Danburg Backlash: A Few Words Against Buzzwords in the Corporate Office – and Daily Life
Written on May 29, 2013 at 6:24 am
Here at Danburg Properties of Boca Raton, we strive to activate and deliver value-added leasing programs to our commercial, office and warehouse tenant partners so we can incentivize and make mutually beneficial our shared relationship and engage them in their pursuit of maximization of revenue enhancing real estate programs.
In other words, we help our tenants and clients get the most from the property they rent from us.
About 50 words, versus 17. Verbosity and business cliches that seemed to arrive from Planet Cubicle, versus believable, understandable English For The Rest of Us.
Which would you prefer to encounter during your daily workflow with fellow corporate denizens and cubicle dwellers, we mean – humans?
In his recent column, “Buzzwords are evil and must be stopped; You’d think they make you sound important, but they just confuse,” Tribune Company columnist Rex W. Huppke of the I Just Work Here column lamented corporate America’s embrace of this new language. It’s a scourge on the tongue, senses and the psyche. It leaves some people linguistically stranded on the outside as others act as if they belong to some important clique.
OK, so he’s not poo-poo’ing all catchy corporate cliches. Some – like “repurposing” – seem to have found a comfortable place rolling of many people’s tongues. Maybe we can thank Jerry Seinfeld and his “regifting” episodes for making re-anything-ing feel acceptable.
Huppke also noted that in certain circles the use of “catch phrases” is required for individuals, teams or people in the same industry who “speak the same language.” For the rest of us, Rosetta Stone may be required.
But to Huppke, that’s about where it ends. “… if you find yourself relying on vague buzzwords and catchphrases, you might be what [Bryan Garner of “Garner’s Modern American Usage”] calls an anxious communicator. These bits of nonsense act as crutches.”
It’s akin to some 2000s take on the Valley-Girl-meets-Jeff Spicoli riffs of the 1970s and ’80s. Ohmagahd!
It’s so much, “Blah, blah, blah” (listen for it. If you haven’t already, you’ll hear it spoken by kids and Baby Boomers alike).
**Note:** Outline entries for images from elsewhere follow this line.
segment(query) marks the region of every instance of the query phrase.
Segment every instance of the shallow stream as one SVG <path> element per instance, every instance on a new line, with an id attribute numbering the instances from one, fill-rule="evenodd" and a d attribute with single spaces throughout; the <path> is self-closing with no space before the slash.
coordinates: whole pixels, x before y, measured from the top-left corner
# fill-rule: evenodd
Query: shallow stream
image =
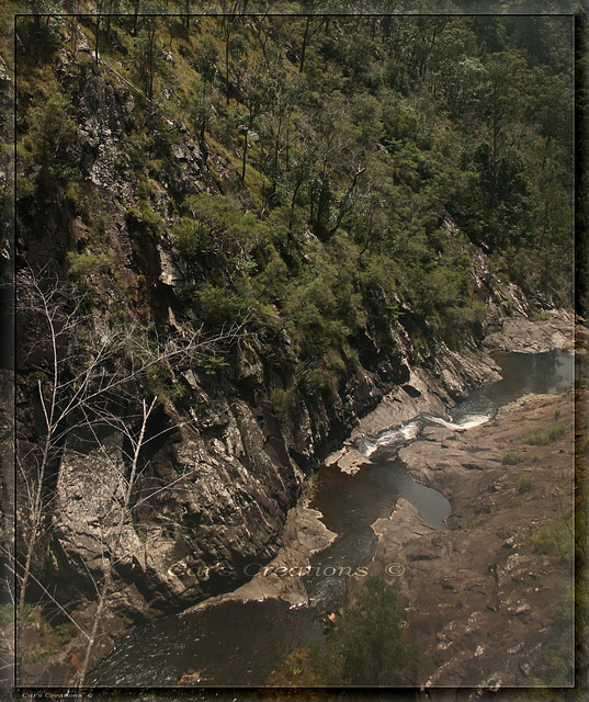
<path id="1" fill-rule="evenodd" d="M 415 483 L 397 450 L 416 440 L 424 426 L 465 428 L 487 421 L 499 407 L 529 393 L 560 393 L 571 388 L 574 356 L 563 352 L 498 353 L 502 380 L 489 383 L 457 405 L 448 419 L 420 416 L 403 427 L 364 437 L 359 449 L 371 463 L 354 475 L 324 467 L 312 507 L 338 537 L 312 558 L 304 578 L 309 605 L 277 600 L 229 601 L 168 616 L 124 638 L 89 676 L 101 687 L 170 687 L 185 673 L 200 672 L 202 686 L 260 686 L 295 647 L 322 638 L 322 616 L 346 602 L 347 573 L 366 566 L 376 547 L 371 524 L 388 517 L 399 497 L 421 517 L 445 529 L 451 512 L 437 490 Z"/>

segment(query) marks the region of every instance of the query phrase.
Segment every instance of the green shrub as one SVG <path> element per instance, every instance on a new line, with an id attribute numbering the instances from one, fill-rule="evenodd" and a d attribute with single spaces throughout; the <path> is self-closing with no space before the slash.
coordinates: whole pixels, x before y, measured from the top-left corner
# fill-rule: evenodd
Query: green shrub
<path id="1" fill-rule="evenodd" d="M 555 556 L 564 563 L 570 563 L 575 546 L 571 514 L 541 526 L 532 536 L 532 544 L 535 551 L 543 555 Z"/>
<path id="2" fill-rule="evenodd" d="M 327 648 L 315 649 L 314 671 L 326 684 L 411 684 L 416 652 L 405 642 L 401 622 L 396 589 L 369 578 L 329 632 Z"/>
<path id="3" fill-rule="evenodd" d="M 531 446 L 547 446 L 569 432 L 569 427 L 565 422 L 557 422 L 543 429 L 542 431 L 525 434 L 524 442 Z"/>

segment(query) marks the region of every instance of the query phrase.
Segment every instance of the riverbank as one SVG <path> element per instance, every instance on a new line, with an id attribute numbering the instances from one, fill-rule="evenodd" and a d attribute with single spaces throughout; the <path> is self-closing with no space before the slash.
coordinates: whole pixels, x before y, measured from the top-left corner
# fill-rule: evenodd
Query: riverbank
<path id="1" fill-rule="evenodd" d="M 573 661 L 570 634 L 563 644 L 573 631 L 563 619 L 573 584 L 573 427 L 571 393 L 526 396 L 485 424 L 432 428 L 401 449 L 414 479 L 453 507 L 448 530 L 405 500 L 373 524 L 369 574 L 399 588 L 420 684 L 534 684 L 556 644 Z M 548 443 L 532 445 L 530 434 Z M 352 597 L 361 581 L 352 579 Z"/>

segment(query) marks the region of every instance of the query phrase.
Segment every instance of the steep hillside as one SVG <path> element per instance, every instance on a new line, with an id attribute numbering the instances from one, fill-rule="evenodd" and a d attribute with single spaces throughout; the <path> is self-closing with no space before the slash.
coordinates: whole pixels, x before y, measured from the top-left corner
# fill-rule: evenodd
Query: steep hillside
<path id="1" fill-rule="evenodd" d="M 385 394 L 570 306 L 571 25 L 79 4 L 16 19 L 16 551 L 88 663 L 275 555 Z"/>

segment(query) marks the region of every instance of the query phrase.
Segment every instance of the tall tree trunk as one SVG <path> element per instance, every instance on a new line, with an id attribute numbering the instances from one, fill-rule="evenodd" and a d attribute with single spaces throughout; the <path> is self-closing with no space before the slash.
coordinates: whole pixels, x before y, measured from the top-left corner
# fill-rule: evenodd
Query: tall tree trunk
<path id="1" fill-rule="evenodd" d="M 301 64 L 298 66 L 298 72 L 303 72 L 305 66 L 305 50 L 307 48 L 307 37 L 309 33 L 310 14 L 307 14 L 307 23 L 305 24 L 305 34 L 303 35 L 303 46 L 301 47 Z"/>

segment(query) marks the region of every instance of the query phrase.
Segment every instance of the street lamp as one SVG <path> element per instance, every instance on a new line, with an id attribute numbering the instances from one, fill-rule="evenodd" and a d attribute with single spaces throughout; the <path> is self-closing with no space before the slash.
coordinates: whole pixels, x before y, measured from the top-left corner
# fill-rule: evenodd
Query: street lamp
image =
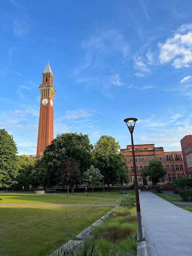
<path id="1" fill-rule="evenodd" d="M 134 151 L 134 145 L 133 144 L 133 132 L 135 127 L 135 123 L 137 121 L 137 118 L 126 118 L 124 122 L 126 123 L 129 130 L 131 134 L 131 144 L 132 146 L 132 154 L 133 156 L 133 170 L 134 171 L 134 179 L 135 190 L 135 196 L 136 197 L 136 207 L 137 208 L 137 222 L 138 224 L 138 233 L 139 234 L 139 241 L 140 242 L 143 241 L 143 234 L 142 232 L 142 224 L 141 224 L 141 210 L 140 209 L 140 203 L 139 202 L 139 190 L 138 189 L 138 182 L 137 180 L 137 171 L 136 164 L 135 164 L 135 152 Z M 128 125 L 129 123 L 130 125 Z M 132 124 L 134 123 L 134 125 Z"/>

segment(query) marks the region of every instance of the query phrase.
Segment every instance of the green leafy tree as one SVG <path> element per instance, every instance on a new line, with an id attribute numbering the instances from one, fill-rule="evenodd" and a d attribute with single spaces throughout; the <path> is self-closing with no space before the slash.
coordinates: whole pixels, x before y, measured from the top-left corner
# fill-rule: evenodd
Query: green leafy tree
<path id="1" fill-rule="evenodd" d="M 174 180 L 172 182 L 179 191 L 185 188 L 192 188 L 192 178 L 179 178 Z"/>
<path id="2" fill-rule="evenodd" d="M 149 177 L 150 180 L 154 185 L 155 189 L 156 185 L 159 182 L 160 179 L 167 173 L 162 166 L 161 162 L 157 158 L 154 158 L 149 161 L 148 166 L 145 166 L 143 170 L 141 171 L 141 177 L 144 179 Z"/>
<path id="3" fill-rule="evenodd" d="M 34 158 L 26 155 L 18 156 L 18 172 L 16 179 L 16 187 L 22 189 L 24 187 L 24 189 L 26 189 L 27 187 L 33 184 L 34 165 Z"/>
<path id="4" fill-rule="evenodd" d="M 103 176 L 101 174 L 100 171 L 97 168 L 95 168 L 93 165 L 91 165 L 87 171 L 83 173 L 83 177 L 89 186 L 92 188 L 92 195 L 93 192 L 93 188 L 98 186 Z"/>
<path id="5" fill-rule="evenodd" d="M 107 184 L 109 190 L 110 184 L 114 185 L 119 181 L 128 182 L 124 156 L 119 152 L 120 149 L 119 142 L 116 142 L 114 138 L 103 135 L 94 149 L 94 165 L 104 176 L 104 183 Z"/>
<path id="6" fill-rule="evenodd" d="M 12 135 L 0 129 L 0 187 L 10 188 L 18 172 L 17 148 Z"/>
<path id="7" fill-rule="evenodd" d="M 58 183 L 64 186 L 67 185 L 67 198 L 69 194 L 69 186 L 72 186 L 72 192 L 74 192 L 74 185 L 76 183 L 80 183 L 81 173 L 77 168 L 77 164 L 66 157 L 63 160 L 60 175 L 58 176 Z"/>
<path id="8" fill-rule="evenodd" d="M 81 173 L 87 170 L 91 164 L 92 148 L 87 134 L 70 132 L 57 135 L 46 147 L 42 158 L 46 166 L 46 186 L 58 184 L 58 177 L 63 168 L 63 161 L 67 158 L 77 164 L 76 170 Z"/>

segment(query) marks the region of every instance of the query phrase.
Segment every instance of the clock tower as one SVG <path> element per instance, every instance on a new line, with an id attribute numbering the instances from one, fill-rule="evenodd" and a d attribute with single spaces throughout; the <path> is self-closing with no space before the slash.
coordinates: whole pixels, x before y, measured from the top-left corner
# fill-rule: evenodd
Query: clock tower
<path id="1" fill-rule="evenodd" d="M 41 101 L 37 147 L 37 155 L 39 155 L 39 158 L 42 157 L 45 148 L 53 139 L 54 100 L 56 90 L 53 86 L 54 76 L 48 62 L 42 76 L 42 84 L 39 87 Z"/>

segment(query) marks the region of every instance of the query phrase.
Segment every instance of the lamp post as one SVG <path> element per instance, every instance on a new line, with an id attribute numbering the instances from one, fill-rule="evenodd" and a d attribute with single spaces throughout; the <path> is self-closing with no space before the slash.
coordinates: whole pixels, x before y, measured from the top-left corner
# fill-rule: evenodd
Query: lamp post
<path id="1" fill-rule="evenodd" d="M 133 170 L 134 171 L 134 179 L 135 190 L 135 196 L 136 197 L 136 207 L 137 208 L 137 223 L 138 225 L 138 233 L 139 234 L 139 241 L 140 242 L 143 241 L 143 234 L 142 232 L 142 224 L 141 223 L 141 210 L 140 203 L 139 202 L 139 190 L 138 189 L 138 181 L 137 180 L 137 171 L 135 163 L 135 152 L 134 151 L 134 145 L 133 144 L 133 132 L 135 127 L 135 123 L 137 121 L 137 118 L 126 118 L 124 122 L 126 123 L 129 130 L 131 134 L 131 144 L 132 146 L 132 154 L 133 156 Z M 130 123 L 130 125 L 128 125 L 128 123 Z M 134 123 L 134 125 L 132 125 Z"/>

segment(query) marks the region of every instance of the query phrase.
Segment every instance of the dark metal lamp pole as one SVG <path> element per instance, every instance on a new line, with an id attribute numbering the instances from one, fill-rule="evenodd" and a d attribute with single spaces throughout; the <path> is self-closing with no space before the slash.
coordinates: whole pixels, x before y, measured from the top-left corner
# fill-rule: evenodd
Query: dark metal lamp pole
<path id="1" fill-rule="evenodd" d="M 139 202 L 139 190 L 138 189 L 138 181 L 137 180 L 137 171 L 136 169 L 136 164 L 135 163 L 135 152 L 134 151 L 134 144 L 133 144 L 133 132 L 135 127 L 135 123 L 137 121 L 137 118 L 126 118 L 124 122 L 126 123 L 129 130 L 131 134 L 131 144 L 132 146 L 132 154 L 133 156 L 133 170 L 134 171 L 134 180 L 135 185 L 135 196 L 136 197 L 136 206 L 137 208 L 137 222 L 138 225 L 138 233 L 139 234 L 139 241 L 140 242 L 143 241 L 143 234 L 142 232 L 142 224 L 141 223 L 141 210 L 140 208 L 140 203 Z M 130 124 L 128 125 L 128 123 Z M 132 123 L 134 123 L 134 125 L 132 125 Z"/>

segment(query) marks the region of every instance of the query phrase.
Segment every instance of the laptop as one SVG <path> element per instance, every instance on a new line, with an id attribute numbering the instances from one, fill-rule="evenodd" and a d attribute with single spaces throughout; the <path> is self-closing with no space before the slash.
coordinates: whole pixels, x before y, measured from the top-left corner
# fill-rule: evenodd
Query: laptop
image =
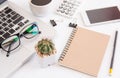
<path id="1" fill-rule="evenodd" d="M 0 0 L 0 43 L 6 38 L 19 33 L 22 28 L 36 22 L 40 36 L 29 40 L 21 40 L 22 46 L 6 57 L 6 53 L 0 50 L 0 78 L 6 78 L 22 66 L 34 53 L 34 45 L 41 38 L 53 38 L 55 31 L 52 26 L 46 25 L 36 19 L 24 9 L 13 2 Z"/>

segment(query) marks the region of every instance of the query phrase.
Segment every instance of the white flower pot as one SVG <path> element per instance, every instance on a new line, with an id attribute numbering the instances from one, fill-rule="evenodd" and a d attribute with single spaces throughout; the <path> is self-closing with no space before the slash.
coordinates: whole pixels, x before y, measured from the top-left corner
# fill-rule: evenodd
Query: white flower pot
<path id="1" fill-rule="evenodd" d="M 50 56 L 40 57 L 40 65 L 42 68 L 55 64 L 55 54 Z"/>

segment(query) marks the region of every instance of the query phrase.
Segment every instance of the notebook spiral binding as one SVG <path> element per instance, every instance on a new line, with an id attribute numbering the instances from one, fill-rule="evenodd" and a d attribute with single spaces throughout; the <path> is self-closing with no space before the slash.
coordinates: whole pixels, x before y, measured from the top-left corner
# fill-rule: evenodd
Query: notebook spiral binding
<path id="1" fill-rule="evenodd" d="M 58 61 L 63 61 L 78 28 L 74 28 Z"/>

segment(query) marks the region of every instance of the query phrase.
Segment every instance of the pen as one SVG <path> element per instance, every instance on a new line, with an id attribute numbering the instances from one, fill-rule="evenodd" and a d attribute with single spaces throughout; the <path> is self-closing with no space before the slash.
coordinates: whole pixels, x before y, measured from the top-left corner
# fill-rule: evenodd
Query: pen
<path id="1" fill-rule="evenodd" d="M 113 53 L 112 53 L 111 64 L 110 64 L 110 69 L 109 69 L 109 74 L 110 75 L 112 74 L 112 68 L 113 68 L 113 62 L 114 62 L 114 56 L 115 56 L 115 48 L 116 48 L 116 42 L 117 42 L 117 35 L 118 35 L 118 31 L 115 32 Z"/>

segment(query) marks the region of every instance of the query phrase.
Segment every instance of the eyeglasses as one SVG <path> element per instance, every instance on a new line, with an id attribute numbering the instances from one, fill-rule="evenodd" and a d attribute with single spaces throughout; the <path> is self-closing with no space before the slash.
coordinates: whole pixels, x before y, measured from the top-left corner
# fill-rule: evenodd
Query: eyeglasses
<path id="1" fill-rule="evenodd" d="M 36 35 L 40 34 L 39 28 L 36 23 L 31 23 L 25 26 L 19 33 L 10 36 L 0 43 L 0 48 L 7 52 L 6 56 L 10 55 L 10 52 L 18 48 L 21 44 L 20 38 L 25 37 L 26 39 L 31 39 Z"/>

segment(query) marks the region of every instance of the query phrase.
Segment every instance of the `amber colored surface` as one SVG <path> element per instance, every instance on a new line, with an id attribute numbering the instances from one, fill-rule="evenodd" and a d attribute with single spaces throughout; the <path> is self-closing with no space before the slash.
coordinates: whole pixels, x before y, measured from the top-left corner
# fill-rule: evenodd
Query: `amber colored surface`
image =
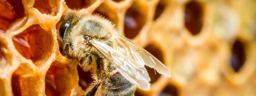
<path id="1" fill-rule="evenodd" d="M 60 52 L 65 11 L 98 13 L 170 70 L 135 96 L 255 96 L 256 2 L 0 0 L 0 96 L 81 96 L 93 80 Z M 99 91 L 98 95 L 100 95 Z"/>

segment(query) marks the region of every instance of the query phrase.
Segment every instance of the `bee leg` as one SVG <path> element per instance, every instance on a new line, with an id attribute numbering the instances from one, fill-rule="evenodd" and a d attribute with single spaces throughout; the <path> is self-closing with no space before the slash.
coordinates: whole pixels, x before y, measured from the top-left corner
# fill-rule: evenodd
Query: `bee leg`
<path id="1" fill-rule="evenodd" d="M 95 96 L 96 92 L 99 89 L 99 88 L 100 87 L 100 86 L 101 85 L 101 82 L 97 82 L 94 84 L 92 84 L 91 85 L 93 86 L 92 87 L 90 87 L 90 89 L 89 89 L 89 90 L 88 91 L 87 93 L 85 95 L 83 95 L 83 96 Z"/>
<path id="2" fill-rule="evenodd" d="M 99 90 L 99 88 L 100 87 L 101 85 L 102 82 L 101 79 L 101 69 L 100 69 L 100 60 L 99 57 L 97 59 L 97 70 L 96 72 L 96 75 L 98 80 L 96 83 L 94 83 L 94 84 L 92 84 L 91 86 L 89 87 L 89 89 L 87 90 L 87 93 L 83 96 L 95 96 L 96 92 Z"/>

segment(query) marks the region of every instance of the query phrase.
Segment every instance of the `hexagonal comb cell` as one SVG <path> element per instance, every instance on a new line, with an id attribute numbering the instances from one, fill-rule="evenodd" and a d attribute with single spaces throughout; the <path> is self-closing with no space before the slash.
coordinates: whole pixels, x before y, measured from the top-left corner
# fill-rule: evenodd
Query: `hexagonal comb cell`
<path id="1" fill-rule="evenodd" d="M 55 15 L 58 11 L 58 0 L 35 0 L 33 7 L 42 13 Z"/>
<path id="2" fill-rule="evenodd" d="M 4 68 L 6 66 L 6 58 L 4 53 L 6 51 L 6 49 L 4 45 L 0 42 L 0 69 Z"/>
<path id="3" fill-rule="evenodd" d="M 21 0 L 0 0 L 0 32 L 6 31 L 9 24 L 16 18 L 24 16 Z"/>
<path id="4" fill-rule="evenodd" d="M 67 5 L 69 8 L 73 10 L 81 9 L 87 8 L 96 1 L 97 0 L 65 0 Z"/>
<path id="5" fill-rule="evenodd" d="M 162 14 L 162 12 L 165 8 L 166 3 L 165 2 L 166 1 L 165 0 L 161 0 L 157 4 L 156 8 L 156 11 L 155 12 L 155 15 L 154 16 L 154 20 L 157 19 Z"/>
<path id="6" fill-rule="evenodd" d="M 124 32 L 126 37 L 132 39 L 139 34 L 146 23 L 147 14 L 146 8 L 136 1 L 133 3 L 126 12 L 125 17 Z"/>
<path id="7" fill-rule="evenodd" d="M 117 14 L 114 10 L 105 3 L 101 4 L 93 12 L 93 14 L 102 16 L 105 19 L 111 21 L 116 26 L 118 25 Z"/>
<path id="8" fill-rule="evenodd" d="M 43 77 L 39 69 L 28 63 L 22 63 L 13 74 L 12 86 L 14 96 L 37 95 L 42 93 Z M 31 90 L 33 90 L 31 91 Z"/>
<path id="9" fill-rule="evenodd" d="M 162 51 L 156 46 L 153 44 L 149 44 L 145 47 L 144 48 L 159 60 L 161 62 L 163 62 L 163 57 Z M 157 81 L 160 76 L 160 74 L 156 72 L 156 70 L 154 69 L 151 68 L 146 66 L 145 67 L 148 74 L 149 74 L 149 77 L 150 77 L 150 83 L 153 84 Z"/>
<path id="10" fill-rule="evenodd" d="M 236 72 L 239 71 L 245 61 L 245 53 L 244 44 L 239 39 L 237 39 L 232 48 L 230 65 Z"/>
<path id="11" fill-rule="evenodd" d="M 13 41 L 22 56 L 36 62 L 51 55 L 53 44 L 52 37 L 51 33 L 37 24 L 15 36 Z"/>
<path id="12" fill-rule="evenodd" d="M 85 90 L 93 81 L 90 72 L 85 72 L 79 66 L 77 66 L 79 80 L 78 84 L 84 90 Z"/>
<path id="13" fill-rule="evenodd" d="M 198 34 L 203 25 L 203 9 L 196 0 L 191 0 L 185 6 L 185 26 L 193 35 Z"/>
<path id="14" fill-rule="evenodd" d="M 78 83 L 77 77 L 76 66 L 66 66 L 58 61 L 54 61 L 45 76 L 45 94 L 70 95 L 71 90 Z"/>

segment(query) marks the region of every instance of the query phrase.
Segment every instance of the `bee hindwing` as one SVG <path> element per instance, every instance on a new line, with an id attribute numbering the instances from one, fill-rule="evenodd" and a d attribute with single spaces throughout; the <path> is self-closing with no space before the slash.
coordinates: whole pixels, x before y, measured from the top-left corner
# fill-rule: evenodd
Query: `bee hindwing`
<path id="1" fill-rule="evenodd" d="M 171 73 L 168 69 L 147 51 L 123 36 L 117 34 L 116 37 L 117 44 L 114 47 L 117 46 L 116 48 L 117 50 L 124 49 L 126 52 L 130 51 L 131 53 L 130 56 L 134 59 L 136 62 L 154 68 L 158 72 L 167 77 L 171 76 Z"/>
<path id="2" fill-rule="evenodd" d="M 137 62 L 113 48 L 94 39 L 89 41 L 93 47 L 107 58 L 116 70 L 127 80 L 138 87 L 148 90 L 150 79 L 143 65 Z"/>

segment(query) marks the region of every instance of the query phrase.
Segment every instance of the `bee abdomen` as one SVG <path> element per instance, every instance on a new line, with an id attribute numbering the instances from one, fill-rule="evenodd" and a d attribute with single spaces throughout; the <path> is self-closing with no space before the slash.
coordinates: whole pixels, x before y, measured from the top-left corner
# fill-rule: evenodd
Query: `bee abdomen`
<path id="1" fill-rule="evenodd" d="M 103 82 L 103 96 L 133 96 L 136 87 L 125 79 L 119 73 L 106 79 Z"/>

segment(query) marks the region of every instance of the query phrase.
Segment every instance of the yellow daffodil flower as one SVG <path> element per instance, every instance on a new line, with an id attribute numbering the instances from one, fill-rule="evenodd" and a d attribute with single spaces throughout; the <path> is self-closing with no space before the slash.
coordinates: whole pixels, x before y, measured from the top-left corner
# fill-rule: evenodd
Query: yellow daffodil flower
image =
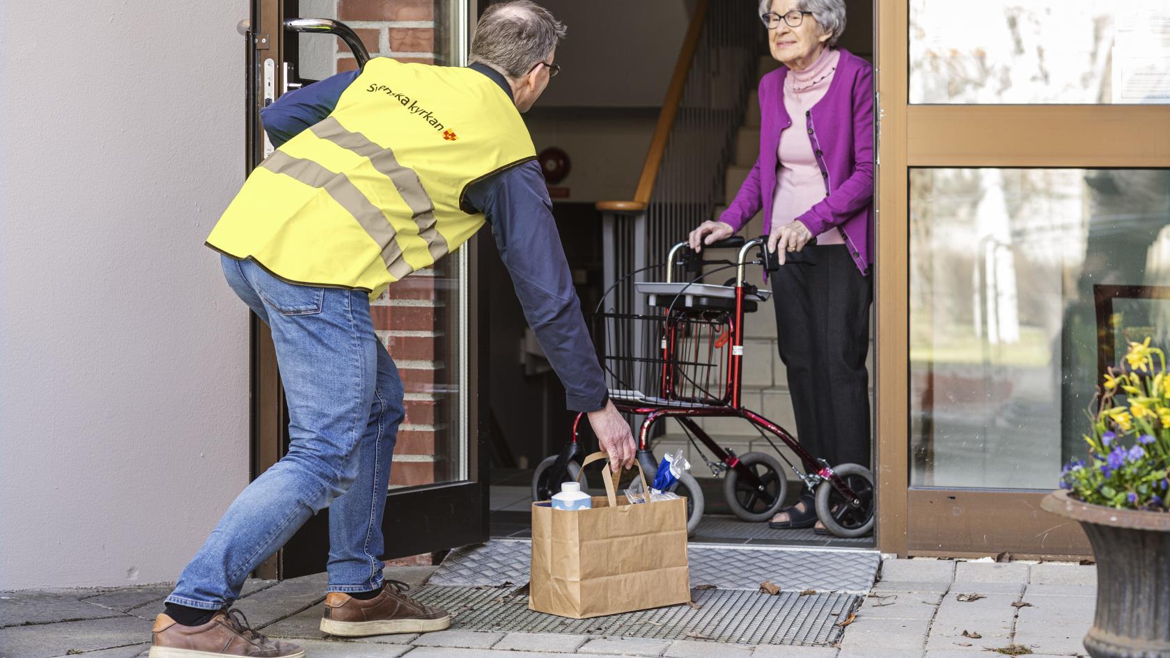
<path id="1" fill-rule="evenodd" d="M 1108 411 L 1109 418 L 1117 424 L 1122 431 L 1130 431 L 1134 429 L 1134 417 L 1129 414 L 1129 411 L 1123 406 L 1117 406 Z"/>
<path id="2" fill-rule="evenodd" d="M 1134 370 L 1145 370 L 1145 362 L 1150 358 L 1151 352 L 1150 337 L 1147 336 L 1144 342 L 1129 343 L 1129 354 L 1126 355 L 1126 361 Z"/>
<path id="3" fill-rule="evenodd" d="M 1159 404 L 1155 411 L 1157 411 L 1158 420 L 1162 421 L 1162 427 L 1170 429 L 1170 407 Z"/>
<path id="4" fill-rule="evenodd" d="M 1150 403 L 1152 402 L 1152 398 L 1130 398 L 1129 411 L 1134 414 L 1134 418 L 1145 418 L 1147 416 L 1152 416 L 1154 412 L 1150 411 Z"/>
Actually, they’re not that different. And each has its place – in the proper place. Marketers might glom on to such phrases as state of the art, tech savvy, market leading, pioneer or innovator. Just know that many journalists, bloggers or other opinion influencers (oops) often tag such phrases as meaningless and futile attempts at grandstanding.
Still, just because one abuse or at least excess of the language is spoken by adolescents and the other is spoken by business folk whose ties are so tight as to restrict blood flow to the prefrontal cortex (the part of their brain that controls reason, judgment and impulse – yes, we looked that up), doesn’t make one oh-so-sophomoric and the other all uppity. Used sparingly and well, they’re OK.
Just know that when you leave Mr. Hand’s classroom or the Corporate Institution, loosen the tie, lose the “dude speak” and ditch the corporate speak, and sidle up to the plain ol’ English trough with the rest of us. We’ll help you re-activate your previously utilized vernacular.